The Panthermobile cost $100,000 to build, .

==Specifications==
Built on an Oldsmobile Toronado chassis,
 it measured 23 ft long and 6 ft wide, with an exposed driving compartment requiring the driver to wear a helmet. In the cartoon's title sequence, the unknown driver pulls up to Grauman's Chinese Theatre in Hollywood. After a quick edit, the driver removes his helmet presupposing the driver to be a teenage boy. Instead of rearview mirrors, the driver had a camera and black-and-white television monitor. The body is sheet metal.

Behind the open cockpit was a compartment, accessed by a large clamshell door opening to the curb side, which contained pink shag-covered reclining seats, square-tufted upholstery, half a dozen faux-fur pillows, a mobile phone, and a bar. The upholstery was done by Joe Perez.
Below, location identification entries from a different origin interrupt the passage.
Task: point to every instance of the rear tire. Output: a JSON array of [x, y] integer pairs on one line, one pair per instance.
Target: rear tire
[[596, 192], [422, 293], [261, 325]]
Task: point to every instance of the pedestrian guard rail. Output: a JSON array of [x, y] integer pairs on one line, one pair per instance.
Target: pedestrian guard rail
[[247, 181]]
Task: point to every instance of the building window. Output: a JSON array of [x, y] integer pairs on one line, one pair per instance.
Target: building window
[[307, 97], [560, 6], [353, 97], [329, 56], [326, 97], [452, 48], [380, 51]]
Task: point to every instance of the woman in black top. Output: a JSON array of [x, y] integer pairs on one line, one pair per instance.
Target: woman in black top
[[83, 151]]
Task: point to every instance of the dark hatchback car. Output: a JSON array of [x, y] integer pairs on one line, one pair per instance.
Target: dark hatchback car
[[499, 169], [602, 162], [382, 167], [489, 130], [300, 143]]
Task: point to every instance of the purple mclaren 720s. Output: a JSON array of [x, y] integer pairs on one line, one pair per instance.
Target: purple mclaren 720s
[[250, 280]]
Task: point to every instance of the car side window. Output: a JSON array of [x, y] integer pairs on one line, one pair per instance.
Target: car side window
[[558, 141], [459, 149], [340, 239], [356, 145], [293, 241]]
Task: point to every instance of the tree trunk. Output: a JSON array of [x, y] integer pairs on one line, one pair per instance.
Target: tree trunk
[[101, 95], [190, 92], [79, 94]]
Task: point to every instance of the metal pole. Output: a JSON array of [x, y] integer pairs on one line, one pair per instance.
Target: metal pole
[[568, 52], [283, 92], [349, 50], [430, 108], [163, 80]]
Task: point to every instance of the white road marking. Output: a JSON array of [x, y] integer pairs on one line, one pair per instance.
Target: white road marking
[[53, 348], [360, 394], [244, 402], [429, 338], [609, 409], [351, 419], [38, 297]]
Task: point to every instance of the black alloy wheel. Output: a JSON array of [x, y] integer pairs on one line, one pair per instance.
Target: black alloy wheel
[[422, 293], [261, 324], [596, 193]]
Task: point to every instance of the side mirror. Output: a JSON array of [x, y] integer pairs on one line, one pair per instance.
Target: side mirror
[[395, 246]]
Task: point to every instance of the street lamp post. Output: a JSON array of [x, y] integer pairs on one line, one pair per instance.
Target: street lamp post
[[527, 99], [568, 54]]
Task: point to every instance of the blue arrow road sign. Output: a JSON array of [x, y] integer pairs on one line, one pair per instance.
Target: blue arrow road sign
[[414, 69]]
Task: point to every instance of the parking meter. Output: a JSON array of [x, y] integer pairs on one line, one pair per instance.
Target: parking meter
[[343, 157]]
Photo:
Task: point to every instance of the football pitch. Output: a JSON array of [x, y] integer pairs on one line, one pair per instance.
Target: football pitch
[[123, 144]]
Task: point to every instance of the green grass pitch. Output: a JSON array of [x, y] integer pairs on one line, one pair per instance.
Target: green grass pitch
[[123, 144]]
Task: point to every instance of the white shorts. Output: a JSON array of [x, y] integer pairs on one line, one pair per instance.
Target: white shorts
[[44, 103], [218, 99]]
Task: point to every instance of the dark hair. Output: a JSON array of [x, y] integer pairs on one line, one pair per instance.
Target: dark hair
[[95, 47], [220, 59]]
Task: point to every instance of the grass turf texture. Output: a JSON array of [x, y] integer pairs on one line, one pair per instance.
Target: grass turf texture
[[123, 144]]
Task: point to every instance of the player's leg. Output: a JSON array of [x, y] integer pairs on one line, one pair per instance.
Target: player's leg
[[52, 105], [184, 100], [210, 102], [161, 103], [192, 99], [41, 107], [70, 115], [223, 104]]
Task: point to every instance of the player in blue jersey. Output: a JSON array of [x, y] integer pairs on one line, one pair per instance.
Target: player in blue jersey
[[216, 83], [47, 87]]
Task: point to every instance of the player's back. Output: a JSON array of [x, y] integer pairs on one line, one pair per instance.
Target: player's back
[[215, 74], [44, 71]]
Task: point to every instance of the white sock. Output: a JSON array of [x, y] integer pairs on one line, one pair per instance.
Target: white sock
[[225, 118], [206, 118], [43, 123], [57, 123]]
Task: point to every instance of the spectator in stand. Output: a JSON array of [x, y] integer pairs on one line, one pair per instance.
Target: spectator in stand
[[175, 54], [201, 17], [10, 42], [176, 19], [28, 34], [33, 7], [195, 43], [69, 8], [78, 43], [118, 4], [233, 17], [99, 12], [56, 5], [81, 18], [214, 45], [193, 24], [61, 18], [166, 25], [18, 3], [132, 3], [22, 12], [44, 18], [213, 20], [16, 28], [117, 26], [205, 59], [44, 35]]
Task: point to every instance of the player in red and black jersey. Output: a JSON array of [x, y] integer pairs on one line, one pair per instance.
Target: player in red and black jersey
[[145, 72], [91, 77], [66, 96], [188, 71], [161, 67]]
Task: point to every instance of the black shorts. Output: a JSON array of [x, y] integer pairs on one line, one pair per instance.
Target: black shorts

The seven liter Oldsmobile V8 engine, longitudinally mounted right behind the driver’s head, drove the front wheels. The car was a challenge to drive due to the long snout.

==Ownership==
For many years the car was owned by promoter Jay Ohrberg before being put up for auction in 2007. It was again put up for auction in 2011 where it was purchased and restored by Galpin Auto Sports in Los Angeles, California, under the supervision of Dave Shuten. A complete restoration of the car's drivetrain, suspension, interior, and paint was required.